Policy uncertainty clouds rate outlook even as tax-efficient perks like car leases gain traction among high-income earners.

Will Kevin Warsh Cut Rates After Taking Over As Fed Chief? What We Know So Far
Source: Instagram

As speculation builds around Kevin Warsh potentially taking charge as the next Federal Reserve Chair, a key question for global markets, and consumers, remains: will interest rates come down anytime soon?

While there is no clear policy roadmap yet, expectations of rate cuts are likely to hinge on inflation trends, labour market resilience, and broader economic stability rather than immediate leadership change.

For consumers hoping for relief on mortgages, auto loans, or credit costs, the outlook remains uncertain. Any meaningful easing cycle would likely be gradual, not immediate, analysts say.

ALSO READ: Fed Vs Trump: Kevin Warsh To Commit To 'Central Bank Independence', Inflation Goal

Amid this uncertainty, structured compensation strategies, such as employer-provided car leases, are increasingly gaining attention for their tax efficiency.

“Drivers and cars in a compensation package are both considered perks. With respect to taxation, they are both considered salary but are not taxed like normal salary,” said Siddharth Maurya, Founder & Managing Director of Vibhavangal Anukulakara Private Limited.

Under the Income Tax Act, 1961, such components are treated as perquisites and taxed based on notional valuation rules rather than actual employer expenditure. For instance, even if a company spends Rs 45,000 per month on a car and driver, the taxable value may be capped at around Rs 8,000 per month, significantly lowering the employee's tax burden.

Maurya noted that proper documentation can further reduce tax liability.

“If the car is used only for company purposes and records are maintained, the valuation for tax could be zero,” he said.

ALSO READ: Trump Administration Drops Criminal Inquiry Against Jerome Powell In Fed Building Renovation Case

This structure is particularly beneficial for those in higher tax brackets, where annual savings can range between Rs 80,000 and Rs 1.5 lakh.

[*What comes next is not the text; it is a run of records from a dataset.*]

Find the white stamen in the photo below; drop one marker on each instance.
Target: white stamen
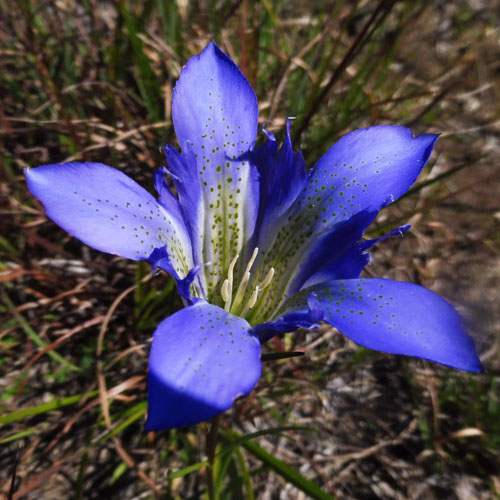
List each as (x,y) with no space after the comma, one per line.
(225,292)
(246,278)
(251,301)
(227,286)
(267,279)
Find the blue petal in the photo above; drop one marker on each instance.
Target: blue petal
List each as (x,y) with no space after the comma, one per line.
(329,264)
(282,177)
(307,317)
(108,211)
(187,287)
(394,317)
(367,169)
(202,358)
(361,173)
(214,111)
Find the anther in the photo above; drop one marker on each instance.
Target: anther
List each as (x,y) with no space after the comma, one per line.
(251,301)
(246,278)
(225,293)
(227,286)
(267,279)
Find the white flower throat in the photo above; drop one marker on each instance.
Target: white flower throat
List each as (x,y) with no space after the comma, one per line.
(235,306)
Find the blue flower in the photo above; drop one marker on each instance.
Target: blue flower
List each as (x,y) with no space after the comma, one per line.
(258,245)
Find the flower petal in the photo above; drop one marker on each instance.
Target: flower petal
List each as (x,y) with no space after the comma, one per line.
(214,111)
(110,212)
(330,264)
(202,358)
(364,171)
(394,317)
(282,176)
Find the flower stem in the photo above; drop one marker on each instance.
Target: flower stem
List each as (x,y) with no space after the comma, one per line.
(211,444)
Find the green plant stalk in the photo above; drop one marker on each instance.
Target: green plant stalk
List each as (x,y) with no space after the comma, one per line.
(211,445)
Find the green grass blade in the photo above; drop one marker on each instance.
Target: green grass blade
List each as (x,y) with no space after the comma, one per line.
(35,337)
(187,470)
(288,473)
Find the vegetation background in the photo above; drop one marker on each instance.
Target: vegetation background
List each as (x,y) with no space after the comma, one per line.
(92,80)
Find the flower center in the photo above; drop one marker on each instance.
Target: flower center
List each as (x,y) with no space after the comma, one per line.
(235,306)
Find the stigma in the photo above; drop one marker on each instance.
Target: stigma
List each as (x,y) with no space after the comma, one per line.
(235,304)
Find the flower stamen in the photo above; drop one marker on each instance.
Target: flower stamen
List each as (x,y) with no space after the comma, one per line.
(227,286)
(246,278)
(251,301)
(233,306)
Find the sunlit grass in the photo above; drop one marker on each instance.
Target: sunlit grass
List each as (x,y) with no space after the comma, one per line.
(93,81)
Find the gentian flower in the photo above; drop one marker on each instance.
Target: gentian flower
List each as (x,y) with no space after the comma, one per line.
(257,244)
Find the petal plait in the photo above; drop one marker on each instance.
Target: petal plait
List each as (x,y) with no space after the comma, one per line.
(108,211)
(364,171)
(201,359)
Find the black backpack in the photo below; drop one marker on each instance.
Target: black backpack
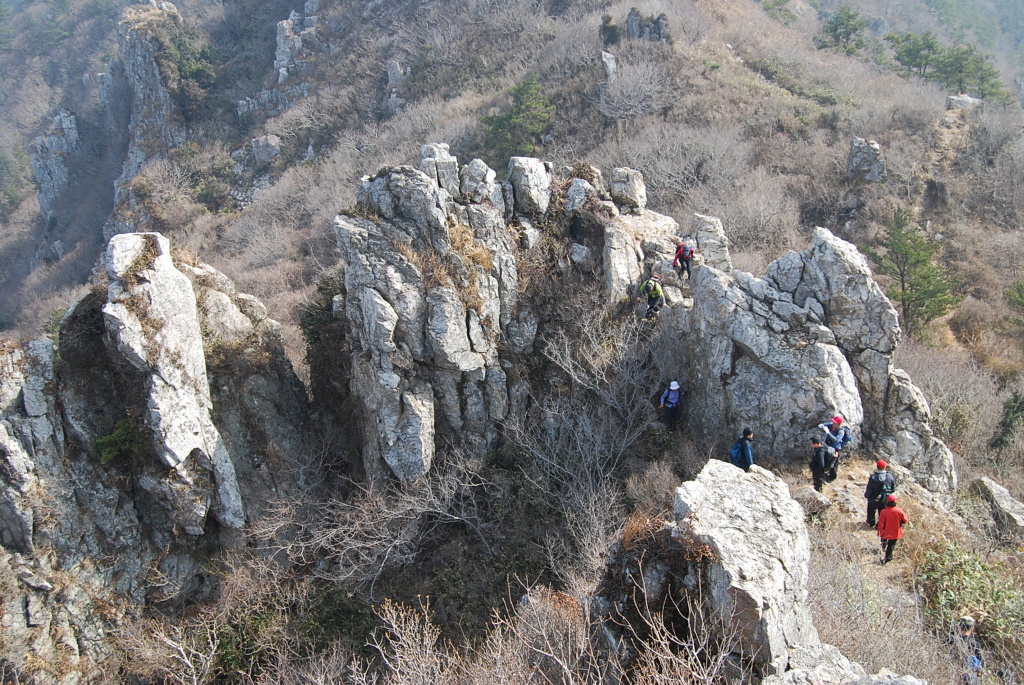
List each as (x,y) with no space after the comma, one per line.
(888,487)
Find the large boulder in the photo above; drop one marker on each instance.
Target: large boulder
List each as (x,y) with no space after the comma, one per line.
(1008,512)
(760,359)
(756,582)
(628,188)
(530,181)
(865,163)
(429,289)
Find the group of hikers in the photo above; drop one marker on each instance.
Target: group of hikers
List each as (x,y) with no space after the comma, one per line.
(883,513)
(652,288)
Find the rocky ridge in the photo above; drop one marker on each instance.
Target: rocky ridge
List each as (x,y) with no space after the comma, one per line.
(116,481)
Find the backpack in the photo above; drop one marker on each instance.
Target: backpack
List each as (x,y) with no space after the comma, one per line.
(888,487)
(736,454)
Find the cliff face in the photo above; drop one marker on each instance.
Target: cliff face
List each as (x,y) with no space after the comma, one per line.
(118,483)
(169,416)
(436,320)
(155,124)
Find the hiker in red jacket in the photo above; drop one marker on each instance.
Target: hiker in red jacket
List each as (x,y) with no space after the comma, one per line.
(684,255)
(891,522)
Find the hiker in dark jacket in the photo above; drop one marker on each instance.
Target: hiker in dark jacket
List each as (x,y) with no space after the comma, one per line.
(837,435)
(880,485)
(684,255)
(655,296)
(671,400)
(741,454)
(821,462)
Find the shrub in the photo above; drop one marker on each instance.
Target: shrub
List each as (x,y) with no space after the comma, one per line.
(124,442)
(955,582)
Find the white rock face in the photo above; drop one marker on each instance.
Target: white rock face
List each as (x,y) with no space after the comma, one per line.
(628,188)
(763,362)
(1009,513)
(865,163)
(154,329)
(530,181)
(758,581)
(425,353)
(49,160)
(265,148)
(711,242)
(436,163)
(156,126)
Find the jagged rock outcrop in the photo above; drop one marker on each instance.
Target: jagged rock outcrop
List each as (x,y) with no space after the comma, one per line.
(963,101)
(297,41)
(737,555)
(628,188)
(49,161)
(155,125)
(757,583)
(428,289)
(182,385)
(650,29)
(865,163)
(1008,512)
(815,337)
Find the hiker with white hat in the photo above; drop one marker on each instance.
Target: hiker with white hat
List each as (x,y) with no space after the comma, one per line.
(671,401)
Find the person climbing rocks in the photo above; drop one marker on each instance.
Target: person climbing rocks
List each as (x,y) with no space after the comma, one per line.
(966,642)
(684,255)
(891,522)
(671,400)
(837,435)
(881,484)
(741,453)
(655,296)
(822,462)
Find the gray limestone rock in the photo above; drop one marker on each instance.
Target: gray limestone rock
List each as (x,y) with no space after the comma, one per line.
(712,243)
(1009,513)
(265,148)
(757,583)
(628,188)
(865,163)
(154,331)
(436,163)
(530,181)
(49,159)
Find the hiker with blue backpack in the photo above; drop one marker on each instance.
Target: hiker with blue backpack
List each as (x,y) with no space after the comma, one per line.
(671,401)
(684,255)
(741,453)
(837,435)
(880,485)
(824,463)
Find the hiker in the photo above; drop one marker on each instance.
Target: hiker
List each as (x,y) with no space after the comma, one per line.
(655,296)
(880,485)
(891,522)
(837,435)
(741,453)
(969,647)
(823,461)
(684,255)
(671,400)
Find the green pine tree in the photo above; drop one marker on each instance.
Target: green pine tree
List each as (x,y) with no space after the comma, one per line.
(514,131)
(845,31)
(915,52)
(921,290)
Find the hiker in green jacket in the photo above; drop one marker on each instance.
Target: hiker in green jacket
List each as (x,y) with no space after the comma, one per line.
(655,296)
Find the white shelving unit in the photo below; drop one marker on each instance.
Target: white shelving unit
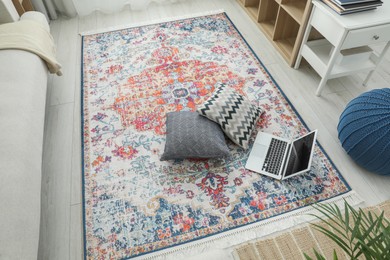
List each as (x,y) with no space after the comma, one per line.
(344,32)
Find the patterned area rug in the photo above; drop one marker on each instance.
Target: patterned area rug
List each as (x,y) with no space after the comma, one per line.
(135,204)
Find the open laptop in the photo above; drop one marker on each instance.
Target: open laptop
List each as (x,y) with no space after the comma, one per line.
(280,158)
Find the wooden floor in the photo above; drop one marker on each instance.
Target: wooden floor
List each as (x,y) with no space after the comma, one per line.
(61,221)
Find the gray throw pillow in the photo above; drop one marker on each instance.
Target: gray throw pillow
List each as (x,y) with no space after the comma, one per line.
(236,115)
(190,135)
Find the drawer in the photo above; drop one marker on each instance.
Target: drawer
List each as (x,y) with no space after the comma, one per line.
(367,36)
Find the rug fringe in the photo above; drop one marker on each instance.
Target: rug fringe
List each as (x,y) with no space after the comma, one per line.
(156,21)
(252,231)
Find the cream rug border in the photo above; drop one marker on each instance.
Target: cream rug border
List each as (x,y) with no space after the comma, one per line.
(295,242)
(150,22)
(249,232)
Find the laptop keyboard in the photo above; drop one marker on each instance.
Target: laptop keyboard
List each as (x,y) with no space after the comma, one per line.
(274,158)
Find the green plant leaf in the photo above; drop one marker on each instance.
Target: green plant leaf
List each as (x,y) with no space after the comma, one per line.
(339,241)
(335,255)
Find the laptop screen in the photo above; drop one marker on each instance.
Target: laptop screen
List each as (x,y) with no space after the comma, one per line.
(300,154)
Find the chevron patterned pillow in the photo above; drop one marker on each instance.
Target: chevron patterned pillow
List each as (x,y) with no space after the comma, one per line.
(233,112)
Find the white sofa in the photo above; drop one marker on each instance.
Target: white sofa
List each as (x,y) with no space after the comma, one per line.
(23,83)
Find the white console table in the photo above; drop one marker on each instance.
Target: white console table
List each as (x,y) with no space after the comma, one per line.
(344,32)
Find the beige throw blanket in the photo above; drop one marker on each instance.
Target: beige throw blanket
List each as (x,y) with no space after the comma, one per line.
(33,37)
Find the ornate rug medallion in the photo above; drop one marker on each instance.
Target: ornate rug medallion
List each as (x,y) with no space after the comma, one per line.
(134,203)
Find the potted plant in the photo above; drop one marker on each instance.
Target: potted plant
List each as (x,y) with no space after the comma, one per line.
(357,233)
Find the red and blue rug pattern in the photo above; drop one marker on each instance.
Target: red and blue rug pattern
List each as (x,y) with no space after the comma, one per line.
(135,204)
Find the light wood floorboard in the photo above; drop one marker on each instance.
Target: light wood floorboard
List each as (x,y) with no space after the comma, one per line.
(61,220)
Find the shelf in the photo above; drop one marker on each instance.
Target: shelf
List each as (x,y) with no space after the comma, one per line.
(268,28)
(318,53)
(295,9)
(253,10)
(281,21)
(286,46)
(252,7)
(268,11)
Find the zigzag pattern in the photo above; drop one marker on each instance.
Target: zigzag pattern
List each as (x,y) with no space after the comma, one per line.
(233,112)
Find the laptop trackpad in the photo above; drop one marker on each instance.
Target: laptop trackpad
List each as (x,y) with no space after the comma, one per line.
(259,150)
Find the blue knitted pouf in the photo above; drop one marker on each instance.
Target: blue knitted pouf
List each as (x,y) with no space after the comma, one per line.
(364,130)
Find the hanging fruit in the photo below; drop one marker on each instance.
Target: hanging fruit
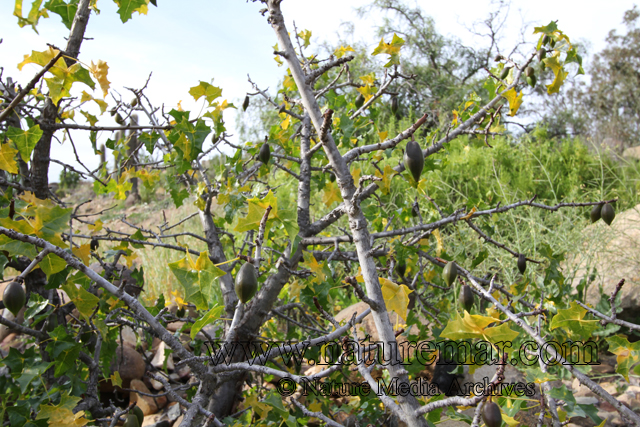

“The main benefit is through the tax savings that come from being able to convert a cash component of the salary to a perquisite which has a lower and predetermined tax value,” Maurya added.

However, employees should weigh lease terms, employer policies, and job mobility before opting in, especially if planning a mid-term switch.

While rate cuts remain a waiting game under potential Fed leadership changes, tax-efficient compensation strategies continue to offer immediate financial optimisation opportunities.